Bu iyi kimselerden örnek alarak Oliver Twist’in tevekkül kazanıp kazanmadığını, her ne kadar hayatını yazıyorsam da tam bir emniyetle beyan etmeyi üstüme alamam; ama kesin olarak söyleyebileceğim bir şey var, aylarca Noah Claypole’un hâkimiyeti ve kötü muamelesine boyun eğdi. Noah, Oliver’a eskisinden daha kötü muamele ediyordu çünkü kendisi eski kıyafetinde kalmış, daha dünkü Oliver, terfi edip güzel urbalar giymişti; kıskanıyordu onu; Noah kötü muamele ettiği için, Charlotte da kötü davranıyordu ona karşı; Mr. Sowerberry’yi Oliver’ın dostu olmaya hazır bir durumda gören Mrs. Sowerberry ise başdüşmandı; böylece bir yanda bu üç kişi, öte yanda cenaze merasimi bolluğu, Oliver, yanlışlıkla bir bira fabrikasında arpa ambarına kapatılan, aç bir domuzun durumundaydı.

Şimdi, Oliver’ın hayat hikâyesindeki pek önemli bir yere geliyorum, bir hadise anlatmam gerek, öyle bir hadise ki, belki görünüşte değersiz ve önemsiz ama bu hadise, dolaylı olarak Oliver’ın bütün gelecekteki plan ve hatt-ı harekâtını madden değiştirecektir.

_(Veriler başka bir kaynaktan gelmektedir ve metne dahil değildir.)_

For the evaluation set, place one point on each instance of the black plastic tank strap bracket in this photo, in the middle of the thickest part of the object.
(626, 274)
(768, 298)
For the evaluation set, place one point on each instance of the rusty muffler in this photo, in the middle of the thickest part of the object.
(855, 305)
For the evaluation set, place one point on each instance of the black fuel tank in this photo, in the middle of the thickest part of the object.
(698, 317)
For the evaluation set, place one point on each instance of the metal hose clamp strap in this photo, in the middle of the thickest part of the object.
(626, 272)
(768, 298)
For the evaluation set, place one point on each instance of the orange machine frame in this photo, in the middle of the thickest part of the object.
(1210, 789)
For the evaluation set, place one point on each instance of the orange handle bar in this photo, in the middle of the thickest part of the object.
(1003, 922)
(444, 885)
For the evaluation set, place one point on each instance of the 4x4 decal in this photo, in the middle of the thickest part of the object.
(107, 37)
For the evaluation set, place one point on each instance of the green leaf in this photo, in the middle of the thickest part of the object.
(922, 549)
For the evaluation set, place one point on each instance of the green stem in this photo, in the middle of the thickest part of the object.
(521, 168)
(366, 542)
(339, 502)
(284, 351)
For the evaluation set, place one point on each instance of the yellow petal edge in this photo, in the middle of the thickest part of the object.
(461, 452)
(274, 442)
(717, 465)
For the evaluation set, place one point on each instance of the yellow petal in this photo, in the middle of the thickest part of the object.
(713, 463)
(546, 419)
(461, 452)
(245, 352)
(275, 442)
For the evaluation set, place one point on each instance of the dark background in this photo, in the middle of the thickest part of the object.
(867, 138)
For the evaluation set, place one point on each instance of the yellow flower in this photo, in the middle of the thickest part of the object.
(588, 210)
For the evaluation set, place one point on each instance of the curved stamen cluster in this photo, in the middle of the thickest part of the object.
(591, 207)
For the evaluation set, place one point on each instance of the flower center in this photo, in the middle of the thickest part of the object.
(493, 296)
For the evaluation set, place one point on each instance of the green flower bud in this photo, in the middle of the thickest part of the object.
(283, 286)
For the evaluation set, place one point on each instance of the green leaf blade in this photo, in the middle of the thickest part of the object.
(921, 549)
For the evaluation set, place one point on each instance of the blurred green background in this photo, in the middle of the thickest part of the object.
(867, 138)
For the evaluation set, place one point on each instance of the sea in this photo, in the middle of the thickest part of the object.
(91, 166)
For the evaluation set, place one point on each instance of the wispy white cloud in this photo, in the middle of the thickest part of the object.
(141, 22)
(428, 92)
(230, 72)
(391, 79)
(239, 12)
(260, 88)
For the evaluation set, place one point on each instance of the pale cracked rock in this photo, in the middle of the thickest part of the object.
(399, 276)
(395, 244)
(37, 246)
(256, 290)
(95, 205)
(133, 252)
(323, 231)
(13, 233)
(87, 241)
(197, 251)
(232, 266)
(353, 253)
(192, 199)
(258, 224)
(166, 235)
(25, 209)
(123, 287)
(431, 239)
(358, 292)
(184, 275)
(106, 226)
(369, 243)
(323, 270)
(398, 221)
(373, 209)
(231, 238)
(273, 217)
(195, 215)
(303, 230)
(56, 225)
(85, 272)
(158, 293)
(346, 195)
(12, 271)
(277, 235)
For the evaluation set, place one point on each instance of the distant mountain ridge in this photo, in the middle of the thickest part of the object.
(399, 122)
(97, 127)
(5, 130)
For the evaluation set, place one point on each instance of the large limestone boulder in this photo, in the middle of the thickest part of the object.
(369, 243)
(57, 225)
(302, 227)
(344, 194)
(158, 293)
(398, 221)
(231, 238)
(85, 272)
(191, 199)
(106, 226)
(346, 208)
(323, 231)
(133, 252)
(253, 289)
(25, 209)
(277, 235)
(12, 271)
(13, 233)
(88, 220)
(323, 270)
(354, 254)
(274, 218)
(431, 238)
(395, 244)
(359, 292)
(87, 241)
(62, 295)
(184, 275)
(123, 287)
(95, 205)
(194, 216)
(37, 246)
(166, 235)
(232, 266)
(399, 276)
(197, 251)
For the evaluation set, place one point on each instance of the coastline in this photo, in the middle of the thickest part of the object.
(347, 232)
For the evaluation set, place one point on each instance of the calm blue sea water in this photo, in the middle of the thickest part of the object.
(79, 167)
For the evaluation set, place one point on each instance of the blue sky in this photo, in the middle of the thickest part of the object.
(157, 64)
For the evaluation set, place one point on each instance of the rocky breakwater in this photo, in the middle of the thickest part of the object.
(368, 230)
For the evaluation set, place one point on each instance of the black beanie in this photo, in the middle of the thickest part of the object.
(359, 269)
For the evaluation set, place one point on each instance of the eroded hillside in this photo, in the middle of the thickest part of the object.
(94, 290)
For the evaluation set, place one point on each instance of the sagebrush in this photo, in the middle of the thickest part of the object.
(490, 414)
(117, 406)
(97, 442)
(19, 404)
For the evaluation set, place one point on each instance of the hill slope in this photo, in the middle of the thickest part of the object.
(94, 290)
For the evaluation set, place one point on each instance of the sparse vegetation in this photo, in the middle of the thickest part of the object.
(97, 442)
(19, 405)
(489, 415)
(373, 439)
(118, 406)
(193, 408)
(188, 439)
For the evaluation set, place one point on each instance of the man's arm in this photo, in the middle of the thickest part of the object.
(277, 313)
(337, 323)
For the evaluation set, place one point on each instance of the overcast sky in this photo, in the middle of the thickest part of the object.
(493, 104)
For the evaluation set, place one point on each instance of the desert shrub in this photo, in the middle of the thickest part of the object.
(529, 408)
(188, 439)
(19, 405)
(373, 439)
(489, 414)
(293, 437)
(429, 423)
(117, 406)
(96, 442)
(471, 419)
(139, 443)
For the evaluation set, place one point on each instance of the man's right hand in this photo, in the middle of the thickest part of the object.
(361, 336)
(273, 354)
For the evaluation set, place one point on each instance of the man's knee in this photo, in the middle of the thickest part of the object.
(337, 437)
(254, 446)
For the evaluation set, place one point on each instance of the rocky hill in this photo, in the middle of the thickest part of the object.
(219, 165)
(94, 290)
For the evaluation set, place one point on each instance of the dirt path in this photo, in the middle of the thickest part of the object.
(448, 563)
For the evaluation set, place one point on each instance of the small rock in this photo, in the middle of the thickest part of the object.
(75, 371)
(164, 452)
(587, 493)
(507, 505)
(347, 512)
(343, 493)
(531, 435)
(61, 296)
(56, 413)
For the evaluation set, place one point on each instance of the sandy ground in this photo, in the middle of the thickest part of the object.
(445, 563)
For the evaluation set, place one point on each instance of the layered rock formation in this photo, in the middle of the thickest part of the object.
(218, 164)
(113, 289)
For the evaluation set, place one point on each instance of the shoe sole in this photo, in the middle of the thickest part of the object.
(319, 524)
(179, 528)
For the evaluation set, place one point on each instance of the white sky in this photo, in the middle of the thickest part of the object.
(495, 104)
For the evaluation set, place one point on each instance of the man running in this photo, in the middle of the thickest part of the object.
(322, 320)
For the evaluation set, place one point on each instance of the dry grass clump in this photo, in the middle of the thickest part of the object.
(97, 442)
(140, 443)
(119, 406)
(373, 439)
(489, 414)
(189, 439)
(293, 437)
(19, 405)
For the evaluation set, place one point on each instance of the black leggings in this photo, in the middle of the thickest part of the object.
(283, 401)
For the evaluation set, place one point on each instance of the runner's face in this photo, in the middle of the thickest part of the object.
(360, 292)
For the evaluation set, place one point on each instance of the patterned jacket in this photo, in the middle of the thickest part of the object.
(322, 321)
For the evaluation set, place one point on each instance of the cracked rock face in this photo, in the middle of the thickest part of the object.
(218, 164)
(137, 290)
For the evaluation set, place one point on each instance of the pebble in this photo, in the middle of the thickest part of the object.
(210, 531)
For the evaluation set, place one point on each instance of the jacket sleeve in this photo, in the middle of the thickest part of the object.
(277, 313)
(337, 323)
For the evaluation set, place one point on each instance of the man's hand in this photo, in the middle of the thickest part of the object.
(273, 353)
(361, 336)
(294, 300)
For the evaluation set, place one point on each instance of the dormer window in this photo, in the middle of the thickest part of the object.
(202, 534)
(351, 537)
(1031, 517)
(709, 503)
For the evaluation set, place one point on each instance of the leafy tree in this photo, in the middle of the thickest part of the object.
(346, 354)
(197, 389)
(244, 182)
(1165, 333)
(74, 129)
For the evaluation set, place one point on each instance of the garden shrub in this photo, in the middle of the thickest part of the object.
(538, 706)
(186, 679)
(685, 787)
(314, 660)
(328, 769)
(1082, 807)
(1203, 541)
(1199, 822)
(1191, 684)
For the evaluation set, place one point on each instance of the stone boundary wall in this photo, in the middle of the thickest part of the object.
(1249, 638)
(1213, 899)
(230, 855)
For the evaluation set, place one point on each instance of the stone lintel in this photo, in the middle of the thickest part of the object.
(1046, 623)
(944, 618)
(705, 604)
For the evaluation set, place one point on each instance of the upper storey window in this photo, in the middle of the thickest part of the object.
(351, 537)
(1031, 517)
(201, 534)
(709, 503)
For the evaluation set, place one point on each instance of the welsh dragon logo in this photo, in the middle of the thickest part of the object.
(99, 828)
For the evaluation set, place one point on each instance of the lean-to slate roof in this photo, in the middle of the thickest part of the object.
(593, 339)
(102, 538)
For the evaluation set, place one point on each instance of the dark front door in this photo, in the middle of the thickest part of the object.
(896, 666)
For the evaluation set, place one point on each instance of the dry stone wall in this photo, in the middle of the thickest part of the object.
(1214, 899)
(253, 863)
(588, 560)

Bir gün Oliver’la Noah -boynun en kötü tarafından bir buçuk librelik- küçük bir et parçasını afiyetle yemek üzere, her zamanki yemek saatinde mutfağa indiklerinde Charlotte o sırada dışarı çağırıldığı için kısa bir zaman yalnız kaldılar; Noah Claypole aç ve kötü niyetli olduğu için zamanını Oliver Twist’i kızdırmak ve ona eziyet etmekten daha faydalı bir şeye vakfedemeyeceğini düşündü.

Bu saf eğlence üzerine dikkatini teksif ederek, Noah ayaklarını masa örtüsünün üzerine koydu; Oliver’ın saçını çekti; kulağını çekti ve “sinsi, korkağın biri” olduğunu söyledi üstelik, üstelik bir de Oliver asıldığı zaman, o arzu edilen şey vuku bulduğu zaman, gelip görmek niyetinde olduğunu da beyan etti, kötü niyetli, ahlaksız bir meccani mektep talebesi gibi daha bir sürü can sıkıcı başka konulara geçti. Ama bu eşek şakalarının hiçbirinin Oliver’ı ağlatmadığını görünce Noah daha ileri gitti: Yani, kendinden çok daha kıt akıllıların alay etmek için başvurduğu çareye başvurdu. Biraz daha laubalileşmek istedi.

“Yoksullarevi çocuğu!” dedi. “Annenden ne haber?”

“Öldü.” dedi Oliver. “Onu bir daha ağzına alayım deme, yoksa karışmam ha!”